CSC 458 Data Mining & Spring 2024, ZeroR for Classification

CSC 458 - Data Mining & Predictive Analytics I, Spring 2024.
Confusion Matrix Confusion for ZeroR Confusion Matrices.

In the February 7 class all of us including the instructor were confused why ZeroR on 5 equal-size classes
(2001 instances each) would distributed predictions across more than one class. Documentation says that
ZeroR selects the mean of the target attribute values for (numeric target) regression and the statistical mode for classification. There is no unique mode when two or more categories tie for biggest class.

I figured it out after class by playing with Weka. Docs and on-line docs were useless.

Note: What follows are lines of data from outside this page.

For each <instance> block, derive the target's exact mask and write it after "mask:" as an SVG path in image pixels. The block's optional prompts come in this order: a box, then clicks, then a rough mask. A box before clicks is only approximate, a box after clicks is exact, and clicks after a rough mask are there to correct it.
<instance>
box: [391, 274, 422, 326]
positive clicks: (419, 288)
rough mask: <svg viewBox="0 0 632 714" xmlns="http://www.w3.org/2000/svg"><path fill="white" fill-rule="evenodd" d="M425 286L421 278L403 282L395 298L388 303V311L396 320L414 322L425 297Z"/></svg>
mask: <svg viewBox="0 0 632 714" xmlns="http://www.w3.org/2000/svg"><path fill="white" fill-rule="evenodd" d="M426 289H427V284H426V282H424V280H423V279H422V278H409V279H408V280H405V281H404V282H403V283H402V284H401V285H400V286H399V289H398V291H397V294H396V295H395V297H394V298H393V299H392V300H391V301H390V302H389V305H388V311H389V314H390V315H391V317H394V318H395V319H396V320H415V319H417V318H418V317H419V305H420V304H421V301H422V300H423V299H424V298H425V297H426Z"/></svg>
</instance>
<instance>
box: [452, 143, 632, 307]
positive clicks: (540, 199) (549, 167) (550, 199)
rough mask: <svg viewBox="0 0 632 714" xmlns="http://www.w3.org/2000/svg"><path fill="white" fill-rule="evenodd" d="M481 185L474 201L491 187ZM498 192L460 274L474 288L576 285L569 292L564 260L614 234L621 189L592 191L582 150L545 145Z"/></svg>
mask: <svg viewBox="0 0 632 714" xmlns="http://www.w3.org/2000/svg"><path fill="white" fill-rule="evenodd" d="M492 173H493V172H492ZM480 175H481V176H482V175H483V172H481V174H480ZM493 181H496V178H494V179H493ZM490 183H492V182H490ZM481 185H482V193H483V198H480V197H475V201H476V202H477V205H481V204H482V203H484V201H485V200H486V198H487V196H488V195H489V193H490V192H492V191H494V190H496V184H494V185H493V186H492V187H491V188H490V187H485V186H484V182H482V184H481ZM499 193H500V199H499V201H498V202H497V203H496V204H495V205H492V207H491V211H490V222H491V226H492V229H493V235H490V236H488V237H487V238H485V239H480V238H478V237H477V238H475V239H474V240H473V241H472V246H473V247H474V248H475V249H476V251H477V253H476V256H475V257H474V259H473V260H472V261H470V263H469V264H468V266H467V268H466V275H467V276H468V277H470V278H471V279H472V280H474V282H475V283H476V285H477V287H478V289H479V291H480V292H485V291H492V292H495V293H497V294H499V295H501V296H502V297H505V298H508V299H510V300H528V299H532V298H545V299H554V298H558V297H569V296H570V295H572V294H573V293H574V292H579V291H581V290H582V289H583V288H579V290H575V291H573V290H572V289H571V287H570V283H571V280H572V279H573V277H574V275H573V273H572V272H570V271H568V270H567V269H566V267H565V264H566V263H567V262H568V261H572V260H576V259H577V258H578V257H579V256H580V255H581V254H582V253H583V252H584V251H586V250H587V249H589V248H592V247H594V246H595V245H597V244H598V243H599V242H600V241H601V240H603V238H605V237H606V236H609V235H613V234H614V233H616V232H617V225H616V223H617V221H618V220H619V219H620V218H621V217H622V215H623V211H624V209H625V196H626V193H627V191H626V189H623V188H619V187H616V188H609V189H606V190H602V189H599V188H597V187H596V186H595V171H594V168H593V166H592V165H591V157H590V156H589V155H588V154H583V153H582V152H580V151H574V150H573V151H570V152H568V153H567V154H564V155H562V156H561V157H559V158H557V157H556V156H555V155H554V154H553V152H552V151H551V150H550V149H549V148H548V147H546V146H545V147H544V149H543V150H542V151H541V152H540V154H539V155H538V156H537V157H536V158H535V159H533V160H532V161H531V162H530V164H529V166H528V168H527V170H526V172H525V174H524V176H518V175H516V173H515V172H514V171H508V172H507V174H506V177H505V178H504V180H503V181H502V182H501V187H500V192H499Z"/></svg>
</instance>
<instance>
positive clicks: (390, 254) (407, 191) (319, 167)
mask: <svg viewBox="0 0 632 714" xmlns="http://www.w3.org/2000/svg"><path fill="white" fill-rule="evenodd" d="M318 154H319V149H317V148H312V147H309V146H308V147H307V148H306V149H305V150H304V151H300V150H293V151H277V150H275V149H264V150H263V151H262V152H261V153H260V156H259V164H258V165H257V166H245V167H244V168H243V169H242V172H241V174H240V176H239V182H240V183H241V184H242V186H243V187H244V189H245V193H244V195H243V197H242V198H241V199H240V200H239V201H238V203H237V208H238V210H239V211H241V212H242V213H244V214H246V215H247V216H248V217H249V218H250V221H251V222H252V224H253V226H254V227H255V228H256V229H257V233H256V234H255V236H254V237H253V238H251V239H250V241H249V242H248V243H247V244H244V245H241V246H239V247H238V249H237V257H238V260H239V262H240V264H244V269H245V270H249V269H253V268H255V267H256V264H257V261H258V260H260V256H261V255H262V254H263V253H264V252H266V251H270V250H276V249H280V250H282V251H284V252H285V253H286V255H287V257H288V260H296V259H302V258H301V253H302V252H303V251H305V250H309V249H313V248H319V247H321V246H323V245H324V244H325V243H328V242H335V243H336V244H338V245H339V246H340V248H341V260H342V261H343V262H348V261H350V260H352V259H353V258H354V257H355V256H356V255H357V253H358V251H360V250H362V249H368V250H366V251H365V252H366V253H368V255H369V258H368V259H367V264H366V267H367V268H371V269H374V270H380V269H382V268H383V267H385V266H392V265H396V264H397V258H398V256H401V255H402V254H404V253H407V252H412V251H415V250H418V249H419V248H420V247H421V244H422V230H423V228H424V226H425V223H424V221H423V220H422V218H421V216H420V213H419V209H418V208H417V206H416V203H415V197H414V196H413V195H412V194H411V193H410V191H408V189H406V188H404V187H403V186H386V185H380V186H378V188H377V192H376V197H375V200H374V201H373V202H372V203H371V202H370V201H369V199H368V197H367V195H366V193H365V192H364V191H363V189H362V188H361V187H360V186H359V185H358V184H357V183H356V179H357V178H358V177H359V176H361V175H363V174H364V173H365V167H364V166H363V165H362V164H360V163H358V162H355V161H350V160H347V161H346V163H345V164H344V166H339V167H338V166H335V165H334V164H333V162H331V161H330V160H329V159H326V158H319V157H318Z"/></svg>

A Confusing ZeroR Confusion Matrix for 10-fold Cross-validation

It has to do with 10-fold cross validation. In 10-fold cross-validation Weka takes 9/10^ths
of the instances randomly for training and 1/10^th for testing. It does this 10 times with different
instances used for testing each round. It then adds an extra round of training and testing on
the entire dataset (see slides 23-27 of textbook's author on cross-validation).

There are 10,005/10 = 1000 or 1001 testing instances per round. On one of those rounds,
ZeroR classified 1001 as sawOsc in the above confusion matrix. In the other 9 rounds, ZeroR
classified them as PulseOsc. The rounds are statistically independent from each other, which
is why the tie-for-mode becomes random selection for a bin each round. There is possibly
some statistical bias in ZeroR that acounts for piling up in PulseOsc, but that piling up is
possible with a randomly selected bin on each round.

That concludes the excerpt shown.